Tropical pulmonary eosinophilia (TPE, tropical eosinophilia, or Weingarten's syndrome), is characterized by cough, bronchospasm, wheezing, abdominal pain, and an enlarged spleen. Occurring most frequently in the Indian subcontinent and Southeast Asia, TPE is a clinical manifestation of lymphatic filariasis, a parasitic infection caused by filarial roundworms that inhabit the lymphatic vessels, lymph nodes, spleen, and bloodstream. Three species of filarial roundworms, all from the Onchocercidae family, cause human lymphatic filariasis: Wuchereria bancrofti, Brugia malayi, and Brugia timori.[1]
Tropical pulmonary eosinophilia is a rare syndrome characterised by pulmonary interstitial infiltrates and marked peripheral eosinophilia.[2] This condition is more widely recognised and promptly diagnosed in filariasis-endemic regions, such as the Indian subcontinent, Africa, Asia and South America.

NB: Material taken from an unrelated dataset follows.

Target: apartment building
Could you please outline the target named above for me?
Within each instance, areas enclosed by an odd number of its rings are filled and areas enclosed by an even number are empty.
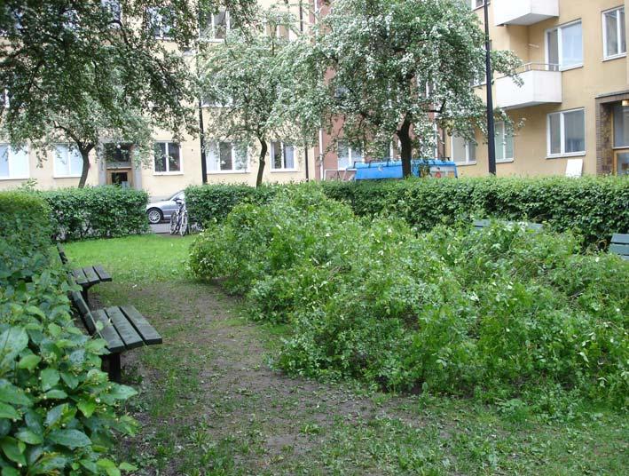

In nonendemic countries, patients are commonly thought to have bronchial asthma.[3][4] Chronic symptoms may delay the diagnosis by up to five years.[3] Early recognition and treatment with the antifilarial drug, diethylcarbamazine, is important, as delay before treatment may lead to progressive interstitial fibrosis and irreversible impairment.[5]
The condition of marked eosinophilia with pulmonary involvement was first termed tropical pulmonary eosinophilia in 1950.[6] The syndrome is caused by a distinct hypersensitive immunological reaction to microfilariae of W. bancrofti and Brugia malayi.[5][7] However, only a small percentage (< 0.5%)[8] of the 130 million people globally who are infected with filariasis apparently develop this reaction. The clearance of rapidly opsonised microfilariae from the bloodstream results in a hypersensitive immunological process and abnormal recruitment of eosinophils, as reflected by extremely high IgE levels of over 1000 kU/L.[5][9] The typical patient is a young adult man from the Indian subcontinent.[7]